MA QUESTO È TOTALMENTE ASSURDO ED INDECENTE!!
Per quanto riguarda il trattamento iva, ti riporto una parte della CIRCOLARE 32/E a cui fa riferimento l'interpello del 6dicembre2012 nel paragrafo riferito agli IMP AGRICOLI:
7.1 IVA
Ai fini dell’imposta sul valore aggiunto le cessioni di energia non sono
operazioni riconducibili a quelle elencate nella tabella A, parte I, del DPR 26
ottobre 1972, n. 633, pertanto, alle stesse si applica l’IVA nella misura ordinaria
del 20 per cento.
L’aliquota IVA ridotta del 10 per cento trova applicazione quando la
cessione rientra nei casi elencati al punto 103) della Tabella A, Parte III, allegata
al citato DPR, ovvero, quando la cessione di energia è effettuata “(...) per uso
domestico; (...) per uso di imprese estrattive, agricole e manifatturiere (...); (...)
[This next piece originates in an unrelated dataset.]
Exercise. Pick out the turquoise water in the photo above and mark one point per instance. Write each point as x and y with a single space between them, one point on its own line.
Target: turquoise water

ai clienti grossisti di cui all’art. 2, comma 5, del D.Lgs. 16 marzo 1999, n. 16;
(...)”.
Ne consegue, pertanto, che la cessione di energia elettrica prodotta da
imprenditori agricoli mediante fonti agroforestali o fotovoltaiche sconterà
l’aliquota ridotta del 10 per cento, quando è effettuata ai sensi del citato numero
103.
In relazione alla produzione e cessione di energia elettrica,
l’imprenditore agricolo dovrà tenere una contabilità separata ai sensi dell’articolo
36 del DPR n. 633 del 1972, per l’attività agricola e per l’attività di produzione e
vendita di energia.
Quindi probabilmente se si dimostra che è ad uso domestico avrebbe IVA AL 10%.. ma poi trattasi dell'iva sulle vendite, che non deve essere ne costo ne guadagno, confermi?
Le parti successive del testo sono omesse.